The following example shows that the DP reported in a variant record can exceed the --vc-target-coverage default value of 500 in germline mode:

For example, assume the default value of --vc-target-coverage is 500. If there are 400 reads starting at position 1, another 400 starting at position 2, and another 400 starting at position 3, the target coverage option is not triggered (because 400 < 500). If there is a variant at position 4, reported depth of the variant could be as high as 1200. This example shows that the DP reported in a variant record can exceed the --vc-target-coverage value.

After the target coverage step, the maximum number of reads that share the same position is 500 (if --vc-target-coverage is set to 500).

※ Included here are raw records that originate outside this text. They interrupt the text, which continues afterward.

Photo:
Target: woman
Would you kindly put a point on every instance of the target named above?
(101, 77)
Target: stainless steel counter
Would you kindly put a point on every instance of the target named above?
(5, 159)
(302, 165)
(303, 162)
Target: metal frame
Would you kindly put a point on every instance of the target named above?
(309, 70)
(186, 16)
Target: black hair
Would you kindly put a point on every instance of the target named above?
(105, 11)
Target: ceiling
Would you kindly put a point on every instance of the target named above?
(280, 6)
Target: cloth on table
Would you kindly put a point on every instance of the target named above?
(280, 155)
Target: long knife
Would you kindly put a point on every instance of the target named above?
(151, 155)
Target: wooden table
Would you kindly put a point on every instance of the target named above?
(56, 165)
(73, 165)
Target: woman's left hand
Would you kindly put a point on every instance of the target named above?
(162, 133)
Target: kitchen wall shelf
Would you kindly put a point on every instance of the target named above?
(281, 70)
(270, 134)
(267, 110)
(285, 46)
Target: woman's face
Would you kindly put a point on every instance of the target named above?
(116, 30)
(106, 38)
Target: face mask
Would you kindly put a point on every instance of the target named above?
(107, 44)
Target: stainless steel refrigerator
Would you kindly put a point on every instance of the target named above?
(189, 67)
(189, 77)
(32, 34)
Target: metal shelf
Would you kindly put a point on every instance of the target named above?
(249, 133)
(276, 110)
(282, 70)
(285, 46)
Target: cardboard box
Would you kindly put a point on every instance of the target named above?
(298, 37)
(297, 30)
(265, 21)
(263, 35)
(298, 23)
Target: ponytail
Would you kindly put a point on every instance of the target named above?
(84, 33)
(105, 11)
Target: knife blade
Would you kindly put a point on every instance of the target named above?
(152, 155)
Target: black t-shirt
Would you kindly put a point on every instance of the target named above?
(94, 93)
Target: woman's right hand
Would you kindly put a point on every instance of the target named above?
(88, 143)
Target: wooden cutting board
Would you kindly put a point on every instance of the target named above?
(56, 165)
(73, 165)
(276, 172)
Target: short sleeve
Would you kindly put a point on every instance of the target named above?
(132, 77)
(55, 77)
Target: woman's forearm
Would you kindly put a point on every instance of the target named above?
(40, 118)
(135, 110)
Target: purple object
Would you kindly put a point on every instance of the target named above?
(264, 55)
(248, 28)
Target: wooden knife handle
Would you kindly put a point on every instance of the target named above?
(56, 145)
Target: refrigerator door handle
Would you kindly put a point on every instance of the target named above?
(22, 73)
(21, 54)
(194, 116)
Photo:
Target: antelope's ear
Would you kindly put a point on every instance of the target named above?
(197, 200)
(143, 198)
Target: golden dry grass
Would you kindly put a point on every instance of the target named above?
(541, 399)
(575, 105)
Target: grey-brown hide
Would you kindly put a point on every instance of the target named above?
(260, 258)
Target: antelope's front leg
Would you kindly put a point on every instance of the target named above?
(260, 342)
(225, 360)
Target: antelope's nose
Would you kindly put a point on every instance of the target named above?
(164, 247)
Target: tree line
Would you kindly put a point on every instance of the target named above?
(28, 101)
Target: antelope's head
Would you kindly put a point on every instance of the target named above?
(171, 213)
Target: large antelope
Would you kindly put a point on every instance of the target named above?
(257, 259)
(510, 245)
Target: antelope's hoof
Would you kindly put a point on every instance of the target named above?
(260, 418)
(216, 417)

The next downsampling step is to apply the --vc-max-reads-per-raw-region and --vc-max-reads-per-active-region limits. In this step, the maximum number of reads that share the same position can be further reduced from the 500 maximum value from the first step. These options are used to limit the total number of reads in an entire region using a leveling downsampling method.

The downsampling mechanism scans each start position from the start boundary of the region and discards one read from that position, then moves on to the next position, until the total number of reads falls below the threshold. It can potentially take several passes across the entire region for the total number of reads in the entire region to fall below the threshold. After the threshold is met, the downsampling step is stopped regardless of which position was considered last in the region.

If the number of reads at any position with same start position is equal to or lower than the --vc-min-reads-per-start-pos, that position is skipped to make sure that there is always at least a minimum number of reads (set to --vc-min-reads-per-start-pos) at any start position.

When downsampling occurs, the choice of which reads to keep or remove is random. However, the random number generator is seeded to a default value to make sure that the generator produces the same set of values in each run. This ensures reproducible results, which means there is no run to run variation when using the same input data.